Seven men in their 40s and 50s and three women in their 20s arrived at Marseille-Provence Airport on Saturday for a holiday in Cannes but were immediately intercepted by authorities.

The jetsetters left the French airport four hours later after arguing with authorities. Nine of the holidaymakers returned to London by the private jet, while the tenth went back to Germany.

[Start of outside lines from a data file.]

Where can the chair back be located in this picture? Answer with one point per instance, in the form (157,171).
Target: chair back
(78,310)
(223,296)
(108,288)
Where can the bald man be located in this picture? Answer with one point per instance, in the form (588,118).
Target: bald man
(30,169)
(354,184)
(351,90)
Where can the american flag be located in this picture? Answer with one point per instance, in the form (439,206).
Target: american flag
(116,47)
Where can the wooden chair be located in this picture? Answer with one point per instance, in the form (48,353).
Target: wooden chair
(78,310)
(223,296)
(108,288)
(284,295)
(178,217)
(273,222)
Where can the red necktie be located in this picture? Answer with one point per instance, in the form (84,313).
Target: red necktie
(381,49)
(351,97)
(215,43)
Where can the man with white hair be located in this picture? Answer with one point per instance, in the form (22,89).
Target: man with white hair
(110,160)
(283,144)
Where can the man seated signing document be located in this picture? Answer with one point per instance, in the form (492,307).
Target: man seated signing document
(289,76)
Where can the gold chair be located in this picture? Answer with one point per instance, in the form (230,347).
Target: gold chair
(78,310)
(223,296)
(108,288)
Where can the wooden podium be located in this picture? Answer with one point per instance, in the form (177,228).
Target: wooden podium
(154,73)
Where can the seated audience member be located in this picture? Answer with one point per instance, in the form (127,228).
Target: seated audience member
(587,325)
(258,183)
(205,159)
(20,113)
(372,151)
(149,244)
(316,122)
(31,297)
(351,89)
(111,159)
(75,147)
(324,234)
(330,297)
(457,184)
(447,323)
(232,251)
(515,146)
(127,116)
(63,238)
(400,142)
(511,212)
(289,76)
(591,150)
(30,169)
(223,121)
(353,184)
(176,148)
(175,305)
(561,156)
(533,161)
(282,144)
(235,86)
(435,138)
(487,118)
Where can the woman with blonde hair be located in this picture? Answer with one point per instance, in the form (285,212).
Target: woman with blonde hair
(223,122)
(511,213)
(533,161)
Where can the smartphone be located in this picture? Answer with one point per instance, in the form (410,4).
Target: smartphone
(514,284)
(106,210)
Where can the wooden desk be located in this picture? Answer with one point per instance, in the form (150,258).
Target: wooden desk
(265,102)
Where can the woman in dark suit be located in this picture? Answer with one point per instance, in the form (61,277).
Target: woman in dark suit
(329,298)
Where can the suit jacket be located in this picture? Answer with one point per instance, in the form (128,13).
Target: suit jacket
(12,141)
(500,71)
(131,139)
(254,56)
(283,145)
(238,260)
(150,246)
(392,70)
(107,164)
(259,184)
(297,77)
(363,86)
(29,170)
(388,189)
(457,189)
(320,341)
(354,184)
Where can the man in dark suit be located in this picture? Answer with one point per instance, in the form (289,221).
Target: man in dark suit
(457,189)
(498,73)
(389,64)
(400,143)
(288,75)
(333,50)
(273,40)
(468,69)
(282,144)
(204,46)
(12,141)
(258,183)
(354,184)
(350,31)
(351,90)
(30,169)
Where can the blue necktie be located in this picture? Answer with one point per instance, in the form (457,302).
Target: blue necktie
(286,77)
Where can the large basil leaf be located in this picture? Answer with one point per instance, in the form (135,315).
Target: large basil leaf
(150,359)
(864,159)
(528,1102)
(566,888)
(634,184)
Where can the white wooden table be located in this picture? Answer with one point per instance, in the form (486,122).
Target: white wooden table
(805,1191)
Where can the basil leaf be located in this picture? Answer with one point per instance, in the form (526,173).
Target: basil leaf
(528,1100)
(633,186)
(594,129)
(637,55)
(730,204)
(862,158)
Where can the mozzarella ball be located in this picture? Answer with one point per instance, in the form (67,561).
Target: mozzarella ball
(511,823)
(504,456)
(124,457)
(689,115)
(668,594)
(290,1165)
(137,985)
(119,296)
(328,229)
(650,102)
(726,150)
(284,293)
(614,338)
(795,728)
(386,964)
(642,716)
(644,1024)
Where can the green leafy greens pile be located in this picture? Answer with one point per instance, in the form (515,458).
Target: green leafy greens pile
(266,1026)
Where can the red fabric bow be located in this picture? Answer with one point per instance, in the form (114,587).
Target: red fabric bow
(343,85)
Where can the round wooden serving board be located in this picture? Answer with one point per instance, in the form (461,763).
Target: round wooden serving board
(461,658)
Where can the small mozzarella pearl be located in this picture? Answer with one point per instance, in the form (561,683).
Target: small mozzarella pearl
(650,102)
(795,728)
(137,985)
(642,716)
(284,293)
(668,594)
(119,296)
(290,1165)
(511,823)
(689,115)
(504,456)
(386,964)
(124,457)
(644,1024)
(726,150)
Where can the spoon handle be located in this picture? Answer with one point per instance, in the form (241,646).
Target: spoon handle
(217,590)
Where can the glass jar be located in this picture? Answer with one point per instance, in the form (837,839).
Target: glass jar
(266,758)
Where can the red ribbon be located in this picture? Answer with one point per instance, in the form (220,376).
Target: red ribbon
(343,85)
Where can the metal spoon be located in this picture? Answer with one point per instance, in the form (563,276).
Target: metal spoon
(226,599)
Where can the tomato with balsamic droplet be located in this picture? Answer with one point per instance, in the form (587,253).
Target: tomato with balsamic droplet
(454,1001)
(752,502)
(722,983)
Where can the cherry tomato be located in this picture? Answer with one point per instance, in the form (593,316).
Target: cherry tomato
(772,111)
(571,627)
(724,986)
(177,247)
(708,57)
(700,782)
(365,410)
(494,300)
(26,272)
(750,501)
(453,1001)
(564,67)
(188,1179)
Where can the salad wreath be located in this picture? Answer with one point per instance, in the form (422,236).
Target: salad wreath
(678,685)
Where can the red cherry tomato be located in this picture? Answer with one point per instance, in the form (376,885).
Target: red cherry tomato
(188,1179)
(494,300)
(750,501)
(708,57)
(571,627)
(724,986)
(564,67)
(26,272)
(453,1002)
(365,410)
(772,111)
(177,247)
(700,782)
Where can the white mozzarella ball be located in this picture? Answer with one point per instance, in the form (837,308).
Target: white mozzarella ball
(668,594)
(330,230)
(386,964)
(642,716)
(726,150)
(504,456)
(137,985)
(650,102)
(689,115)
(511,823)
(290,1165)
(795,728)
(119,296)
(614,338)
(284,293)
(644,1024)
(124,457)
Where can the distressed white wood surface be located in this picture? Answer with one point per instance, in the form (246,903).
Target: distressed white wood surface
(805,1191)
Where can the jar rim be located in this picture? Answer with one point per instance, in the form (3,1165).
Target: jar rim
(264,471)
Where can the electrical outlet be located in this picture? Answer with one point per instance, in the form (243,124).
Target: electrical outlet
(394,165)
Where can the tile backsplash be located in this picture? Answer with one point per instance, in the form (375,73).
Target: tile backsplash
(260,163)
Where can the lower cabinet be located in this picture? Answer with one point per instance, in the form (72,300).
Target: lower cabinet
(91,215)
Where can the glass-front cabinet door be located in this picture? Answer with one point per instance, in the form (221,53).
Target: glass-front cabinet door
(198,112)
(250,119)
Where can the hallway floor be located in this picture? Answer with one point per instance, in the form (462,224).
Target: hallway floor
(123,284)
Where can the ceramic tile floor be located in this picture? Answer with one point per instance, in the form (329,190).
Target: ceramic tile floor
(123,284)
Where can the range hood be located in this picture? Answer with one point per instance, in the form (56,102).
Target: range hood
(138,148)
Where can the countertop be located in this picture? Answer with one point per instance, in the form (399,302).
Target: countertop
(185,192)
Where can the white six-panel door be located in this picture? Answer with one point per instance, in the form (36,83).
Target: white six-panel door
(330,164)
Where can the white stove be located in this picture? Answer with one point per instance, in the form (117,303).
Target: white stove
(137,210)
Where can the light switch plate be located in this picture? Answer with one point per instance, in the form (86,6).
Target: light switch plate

A Croatian national working in banking and property who organised the trip had arranged three helicopters to pick them up directly from the airport and take them to a holiday villa on the French Riviera, a police source told the BFM news outlet.

The source said police guarding the borders of Marseille-Provence Airport asked the private jet not to come and land on its tarmac, but the plane still landed anyway.

“Controlled by the border police and the gendarmerie of air transport, none had valid reasons for travelling,” the source added.

“Crossing borders is only allowed with a legitimate or compelling reason.”

As well as the Croatian man, the source said, the 10 tourists were German, French, Romanian and Ukrainian. The source said “the young women were apparently escort girls”.

The Brazilian-made private jet they flew in, the Embraer Legacy 600, costs around £5 million (Dh 22.9m).

None of the people on the plane have yet been identified by police.

The holidaymakers made the flight despite Europe’s airspace being mainly empty, due to restrictions imposed to tackle the spread of the coronavirus. Authorities say they do not want private jets to flout the restrictions.

This includes in France, where to enter, people need an international travel certificate that they can be asked to present by border authorities upon entering the country. Although French nationals can return to the country, the rules for foreigners are currently far stricter.